Jamais je n’avais réalisé à quel point cette musique que j’associai à la musique d’ambiance des magasins possédait de charge érotique, lorsqu’elle est exprimée par la voix veloutée d’une chanteuse dont la voix paraît vous pénétrer totalement…

Béatrice réagissait également, sa main agrippa la mienne d’un coup, et ses ongles vernis virent mordre le dos de ma main.

Je la sentis frissonner sur une note soudainement plus haute et douloureusement désespérée d’une chanson dont je ne comprenais pas tout, juste qu’il était question d’abandon, de tristesse et de solitude.

– C’est beau… murmura-t-elle à mon oreille. Tu aimes?

Je fis « oui » de la tête, ne voulant pas émettre le moindre son qui put entacher cette harmonie si fragile, et posai mon autre main sur la sienne. Béatrice pressa sa cuisse contre la mienne, et pencha sa tête sur mon épaule, sa chevelure caressant ma joue.

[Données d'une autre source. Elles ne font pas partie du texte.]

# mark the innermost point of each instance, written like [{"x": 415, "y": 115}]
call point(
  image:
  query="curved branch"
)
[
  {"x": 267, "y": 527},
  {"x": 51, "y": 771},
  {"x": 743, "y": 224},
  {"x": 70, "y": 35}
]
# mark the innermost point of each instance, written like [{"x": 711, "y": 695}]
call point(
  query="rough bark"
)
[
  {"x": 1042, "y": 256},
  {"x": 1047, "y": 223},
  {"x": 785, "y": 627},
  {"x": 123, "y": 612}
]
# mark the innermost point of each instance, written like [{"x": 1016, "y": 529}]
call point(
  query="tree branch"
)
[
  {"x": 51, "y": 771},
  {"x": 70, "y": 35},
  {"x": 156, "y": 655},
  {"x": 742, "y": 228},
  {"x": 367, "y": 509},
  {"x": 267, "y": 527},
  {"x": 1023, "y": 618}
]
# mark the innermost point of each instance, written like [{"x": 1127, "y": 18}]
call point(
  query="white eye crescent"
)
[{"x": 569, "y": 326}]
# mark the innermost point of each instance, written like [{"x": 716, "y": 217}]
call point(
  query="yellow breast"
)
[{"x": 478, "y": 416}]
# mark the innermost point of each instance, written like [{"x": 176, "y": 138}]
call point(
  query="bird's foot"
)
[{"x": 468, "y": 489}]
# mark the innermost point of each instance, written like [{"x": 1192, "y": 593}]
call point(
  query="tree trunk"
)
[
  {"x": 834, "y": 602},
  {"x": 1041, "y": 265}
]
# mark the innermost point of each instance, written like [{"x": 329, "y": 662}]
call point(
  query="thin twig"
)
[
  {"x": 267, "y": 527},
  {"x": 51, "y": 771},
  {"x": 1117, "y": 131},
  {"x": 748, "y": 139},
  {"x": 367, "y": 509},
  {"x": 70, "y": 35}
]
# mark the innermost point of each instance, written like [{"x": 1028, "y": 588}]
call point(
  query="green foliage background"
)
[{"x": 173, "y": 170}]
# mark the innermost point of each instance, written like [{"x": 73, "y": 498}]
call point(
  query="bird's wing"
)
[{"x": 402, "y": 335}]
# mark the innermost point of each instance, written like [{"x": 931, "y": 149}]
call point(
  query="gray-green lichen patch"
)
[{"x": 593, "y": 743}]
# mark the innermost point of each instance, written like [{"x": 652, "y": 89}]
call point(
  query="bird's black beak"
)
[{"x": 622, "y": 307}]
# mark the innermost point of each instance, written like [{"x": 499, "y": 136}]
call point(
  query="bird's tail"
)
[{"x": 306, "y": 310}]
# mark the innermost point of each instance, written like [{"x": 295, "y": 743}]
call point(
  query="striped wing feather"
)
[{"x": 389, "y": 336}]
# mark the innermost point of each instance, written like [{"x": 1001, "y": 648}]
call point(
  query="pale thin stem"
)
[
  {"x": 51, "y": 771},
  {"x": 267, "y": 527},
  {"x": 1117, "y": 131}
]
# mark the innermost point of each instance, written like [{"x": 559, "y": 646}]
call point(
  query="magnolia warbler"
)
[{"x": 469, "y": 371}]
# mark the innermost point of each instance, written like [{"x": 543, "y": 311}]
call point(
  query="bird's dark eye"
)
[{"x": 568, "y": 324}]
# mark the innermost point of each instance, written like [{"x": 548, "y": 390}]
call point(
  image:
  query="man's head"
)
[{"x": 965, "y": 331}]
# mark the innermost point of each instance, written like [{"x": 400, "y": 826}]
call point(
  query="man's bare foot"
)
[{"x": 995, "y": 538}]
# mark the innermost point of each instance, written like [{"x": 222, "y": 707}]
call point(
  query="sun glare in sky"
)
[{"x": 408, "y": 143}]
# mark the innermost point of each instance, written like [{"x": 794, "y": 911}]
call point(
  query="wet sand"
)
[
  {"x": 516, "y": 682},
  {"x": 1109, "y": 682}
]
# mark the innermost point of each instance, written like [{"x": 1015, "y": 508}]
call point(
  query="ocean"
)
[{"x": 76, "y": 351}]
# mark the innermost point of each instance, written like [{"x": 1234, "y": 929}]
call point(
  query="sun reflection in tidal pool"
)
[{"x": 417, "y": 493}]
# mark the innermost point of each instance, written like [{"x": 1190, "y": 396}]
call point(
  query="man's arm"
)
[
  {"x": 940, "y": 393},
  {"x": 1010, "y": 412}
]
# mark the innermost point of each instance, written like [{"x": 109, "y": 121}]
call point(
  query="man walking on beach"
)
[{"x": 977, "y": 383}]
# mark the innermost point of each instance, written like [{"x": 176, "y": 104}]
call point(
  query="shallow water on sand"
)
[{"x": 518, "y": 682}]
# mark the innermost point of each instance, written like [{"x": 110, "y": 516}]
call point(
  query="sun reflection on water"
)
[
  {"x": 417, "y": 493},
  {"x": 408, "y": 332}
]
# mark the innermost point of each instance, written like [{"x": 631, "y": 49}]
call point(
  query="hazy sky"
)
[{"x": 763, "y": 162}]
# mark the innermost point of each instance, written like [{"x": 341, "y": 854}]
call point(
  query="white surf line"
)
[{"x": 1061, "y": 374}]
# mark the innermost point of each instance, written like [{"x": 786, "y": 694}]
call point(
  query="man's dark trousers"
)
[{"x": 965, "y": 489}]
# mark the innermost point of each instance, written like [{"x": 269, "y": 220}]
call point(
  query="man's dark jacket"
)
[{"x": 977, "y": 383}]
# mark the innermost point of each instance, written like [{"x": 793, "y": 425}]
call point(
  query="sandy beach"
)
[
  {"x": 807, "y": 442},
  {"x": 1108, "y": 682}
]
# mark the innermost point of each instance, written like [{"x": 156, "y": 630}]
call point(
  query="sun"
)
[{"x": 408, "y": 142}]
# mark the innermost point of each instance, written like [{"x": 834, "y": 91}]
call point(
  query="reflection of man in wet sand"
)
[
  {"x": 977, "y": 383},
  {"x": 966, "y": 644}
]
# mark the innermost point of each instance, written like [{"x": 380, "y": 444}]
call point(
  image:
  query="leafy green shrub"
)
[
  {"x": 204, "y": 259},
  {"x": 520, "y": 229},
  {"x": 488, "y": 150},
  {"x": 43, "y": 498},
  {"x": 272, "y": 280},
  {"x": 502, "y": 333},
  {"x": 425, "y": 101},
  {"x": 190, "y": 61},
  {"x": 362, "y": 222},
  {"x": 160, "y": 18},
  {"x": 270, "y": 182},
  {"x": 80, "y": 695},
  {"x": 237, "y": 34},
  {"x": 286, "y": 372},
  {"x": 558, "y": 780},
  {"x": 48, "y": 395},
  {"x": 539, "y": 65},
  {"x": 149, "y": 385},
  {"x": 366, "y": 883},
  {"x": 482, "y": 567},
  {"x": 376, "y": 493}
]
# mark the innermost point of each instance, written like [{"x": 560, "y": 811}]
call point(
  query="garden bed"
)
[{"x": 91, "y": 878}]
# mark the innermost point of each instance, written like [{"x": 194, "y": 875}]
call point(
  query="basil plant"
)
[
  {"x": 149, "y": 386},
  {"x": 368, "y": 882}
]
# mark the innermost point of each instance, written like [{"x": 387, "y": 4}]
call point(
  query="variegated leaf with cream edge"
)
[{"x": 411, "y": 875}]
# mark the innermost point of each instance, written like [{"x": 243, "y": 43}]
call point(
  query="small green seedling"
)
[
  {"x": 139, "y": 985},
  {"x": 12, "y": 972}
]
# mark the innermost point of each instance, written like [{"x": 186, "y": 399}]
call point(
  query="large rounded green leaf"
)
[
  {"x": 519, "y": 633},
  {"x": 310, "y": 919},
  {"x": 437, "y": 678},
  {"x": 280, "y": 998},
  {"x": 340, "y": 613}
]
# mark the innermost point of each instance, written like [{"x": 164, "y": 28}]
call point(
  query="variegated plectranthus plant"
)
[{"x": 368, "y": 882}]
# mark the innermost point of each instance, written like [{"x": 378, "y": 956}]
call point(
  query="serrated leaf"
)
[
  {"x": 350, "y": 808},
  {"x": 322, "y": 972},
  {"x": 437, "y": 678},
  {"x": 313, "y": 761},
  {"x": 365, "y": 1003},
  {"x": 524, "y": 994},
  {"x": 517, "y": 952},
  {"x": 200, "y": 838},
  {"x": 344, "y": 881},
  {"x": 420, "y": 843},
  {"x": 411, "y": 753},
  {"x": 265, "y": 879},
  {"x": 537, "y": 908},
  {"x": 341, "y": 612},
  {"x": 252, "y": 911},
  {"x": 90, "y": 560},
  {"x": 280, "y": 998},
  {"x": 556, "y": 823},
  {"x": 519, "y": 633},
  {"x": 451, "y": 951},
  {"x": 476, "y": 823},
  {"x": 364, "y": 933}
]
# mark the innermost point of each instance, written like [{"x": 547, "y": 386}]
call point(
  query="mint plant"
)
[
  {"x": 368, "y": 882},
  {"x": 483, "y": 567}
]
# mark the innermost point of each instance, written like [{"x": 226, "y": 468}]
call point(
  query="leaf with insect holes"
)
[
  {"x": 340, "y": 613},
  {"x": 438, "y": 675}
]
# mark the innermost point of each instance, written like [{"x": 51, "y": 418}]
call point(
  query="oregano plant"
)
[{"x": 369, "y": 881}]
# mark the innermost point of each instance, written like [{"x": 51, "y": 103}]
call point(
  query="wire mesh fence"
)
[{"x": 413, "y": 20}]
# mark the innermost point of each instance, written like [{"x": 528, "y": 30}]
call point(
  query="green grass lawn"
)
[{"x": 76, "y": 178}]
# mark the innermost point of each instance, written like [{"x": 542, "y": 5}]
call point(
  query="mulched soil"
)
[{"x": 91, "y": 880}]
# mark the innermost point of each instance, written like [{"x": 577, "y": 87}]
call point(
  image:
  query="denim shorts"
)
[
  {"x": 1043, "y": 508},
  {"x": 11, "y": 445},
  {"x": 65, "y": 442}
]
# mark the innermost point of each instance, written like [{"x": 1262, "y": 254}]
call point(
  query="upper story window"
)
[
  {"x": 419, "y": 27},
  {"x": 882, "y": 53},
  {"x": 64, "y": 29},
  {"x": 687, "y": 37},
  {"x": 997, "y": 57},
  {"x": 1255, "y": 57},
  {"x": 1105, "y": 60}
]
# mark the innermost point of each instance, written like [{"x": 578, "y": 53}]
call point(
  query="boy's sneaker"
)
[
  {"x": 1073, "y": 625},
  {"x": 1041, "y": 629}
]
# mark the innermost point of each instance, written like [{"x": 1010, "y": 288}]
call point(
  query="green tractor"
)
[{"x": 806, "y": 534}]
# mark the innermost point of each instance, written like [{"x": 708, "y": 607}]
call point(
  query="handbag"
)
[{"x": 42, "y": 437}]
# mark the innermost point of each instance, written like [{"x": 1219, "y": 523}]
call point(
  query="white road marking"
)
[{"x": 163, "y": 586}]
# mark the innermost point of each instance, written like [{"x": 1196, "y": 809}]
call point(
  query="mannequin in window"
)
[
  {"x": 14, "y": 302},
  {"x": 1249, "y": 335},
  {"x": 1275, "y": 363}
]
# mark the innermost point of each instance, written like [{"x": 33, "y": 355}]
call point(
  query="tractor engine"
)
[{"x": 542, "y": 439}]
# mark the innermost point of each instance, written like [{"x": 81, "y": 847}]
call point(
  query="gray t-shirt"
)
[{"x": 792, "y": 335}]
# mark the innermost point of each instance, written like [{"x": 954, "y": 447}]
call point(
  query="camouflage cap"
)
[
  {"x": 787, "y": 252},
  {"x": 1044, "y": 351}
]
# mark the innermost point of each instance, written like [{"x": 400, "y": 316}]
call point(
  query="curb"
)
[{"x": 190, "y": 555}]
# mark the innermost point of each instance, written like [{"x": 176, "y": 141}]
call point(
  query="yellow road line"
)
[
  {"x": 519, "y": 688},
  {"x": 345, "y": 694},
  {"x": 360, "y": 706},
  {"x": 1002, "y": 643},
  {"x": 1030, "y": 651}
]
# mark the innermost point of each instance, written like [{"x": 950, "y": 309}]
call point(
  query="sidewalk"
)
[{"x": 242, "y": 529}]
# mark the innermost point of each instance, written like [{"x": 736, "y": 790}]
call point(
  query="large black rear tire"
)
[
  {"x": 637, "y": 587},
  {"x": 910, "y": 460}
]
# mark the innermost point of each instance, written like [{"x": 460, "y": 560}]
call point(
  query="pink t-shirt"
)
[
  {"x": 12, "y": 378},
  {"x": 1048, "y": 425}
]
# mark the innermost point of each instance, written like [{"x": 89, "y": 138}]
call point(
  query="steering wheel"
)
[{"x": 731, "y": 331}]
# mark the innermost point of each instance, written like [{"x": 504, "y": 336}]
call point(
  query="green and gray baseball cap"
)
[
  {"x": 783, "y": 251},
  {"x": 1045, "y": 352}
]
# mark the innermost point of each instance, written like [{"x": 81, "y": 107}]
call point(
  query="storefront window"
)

C’était un pur instant de grâce, de ceux dont on sait quand on les vit qu’ils sont destinés à s’imprimer à jamais -ou tout au moins que ce seront les derniers à s’effacer si un jour la grisaille du temps et de l’âge devait tout noyer dans un pastel d’images délavées.

– J’ai envie de danser, tu m’invites? chuchota-t-elle, alors que les applaudissements nourris s’achevaient et que la chanteuse reprenait, sur des inflexions cette fois plus soyeuses, une chanson au rythme lent.

La danse… j’adorais cela, mais je me sentais souvent maladroit, et par un cercle vicieux, la timidité qui m’empêchait de me lancer, en renforçant mon impression de gaucherie, me rendait encore plus timide…

– J’aimerais beaucoup… mais je ne suis pas très doué, répondis-je.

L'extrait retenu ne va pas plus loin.